Byers R M, Clayman G L, McGill D, Andrews T, Kare R P, Roberts D B, Goepfert H
Department of Head and Neck Surgery, Box 69, The University of Texas M. D. Anderson Cancer Center, 1515 Holcombe Boulevard, Houston, Texas 77030, USA.
Head Neck. 1999 Sep;21(6):499-505. doi: 10.1002/(sici)1097-0347(199909)21:6<499::aid-hed1>3.0.co;2-a.
Surgeons have been using selective neck dissections in the treatment of squamous carcinoma of the upper aerodigestive tract for over 20 years. To date, no data is available that can answer the question "What are the patterns of failure in the neck following a selective neck dissection and is a selective neck dissection a reliable procedure for metastatic disease?"
To answer this question, the medical records of all patients with squamous carcinoma of the oral cavity, oropharynx, larynx, and hypopharynx treated at The University of Texas M. D. Anderson Cancer Center from January 1, 1985-December 31, 1990, with a selective neck dissection were reviewed. Five hundred seventeen neck dissections were analyzed: suprahyoid (41), supraomohyoid (284), and anterolateral (192). The end point of the study was regional failure and survival.
Regional recurrence in patients treated with a suprahyoid dissection was 43% with pathologically positive nodes. The regional recurrence in the patients treated with a supraomohyoid neck dissection was 1.9% with pathologically negative nodes, 35.7% with path N1 without postoperative radiation therapy, and 5.6% with postoperative radiation therapy.
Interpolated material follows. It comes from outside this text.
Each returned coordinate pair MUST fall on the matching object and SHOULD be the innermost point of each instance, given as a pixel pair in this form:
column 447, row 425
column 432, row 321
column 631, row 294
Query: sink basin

The neck staged pathologically N2B failed with and without postoperative radiation, 8.3% and 14%, respectively. Thirteen percent of the anterior/lateral neck dissections failed regionally. If multiple pathologically positive nodes (N2B) were present, the regional failure with postoperative radiation was 30% and 33.3% without postoperative radiation.
The results of this retrospective study suggest that a selective neck dissection is a satisfactory staging procedure and is a definitive operation if all the nodes are pathologically negative. However, if a node is found to be invaded with cancer, the use of postoperative radiation is advisable.
20多年来,外科医生一直采用选择性颈清扫术治疗上消化道鳞状细胞癌。迄今为止,尚无数据能够回答“选择性颈清扫术后颈部的失败模式是什么,以及选择性颈清扫术对于转移性疾病是否是一种可靠的手术?”这一问题。
为回答该问题,回顾了1985年1月1日至1990年12月31日在德克萨斯大学MD安德森癌症中心接受选择性颈清扫术治疗的所有口腔、口咽、喉和下咽鳞状细胞癌患者的病历。分析了517例颈清扫术:舌骨上(41例)、肩胛舌骨肌上(284例)和前外侧(192例)。研究的终点是区域失败和生存。
舌骨上清扫术治疗的患者中,病理阳性淋巴结患者的区域复发率为43%。肩胛舌骨肌上颈清扫术治疗的患者中,病理阴性淋巴结患者的区域复发率为1.9%,N1期且未接受术后放疗的患者为35.7%,接受术后放疗的患者为5.6%。病理分期为N2B的颈部无论有无术后放疗均失败,分别为8.3%和14%。13%的前外侧颈清扫术出现区域失败。如果存在多个病理阳性淋巴结(N2B),术后放疗的区域失败率为30%,未进行术后放疗的为33.3%。
这项回顾性研究的结果表明,选择性颈清扫术是一种令人满意的分期手术,如果所有淋巴结病理阴性则是一种确定性手术。然而,如果发现有淋巴结被癌侵犯,建议使用术后放疗。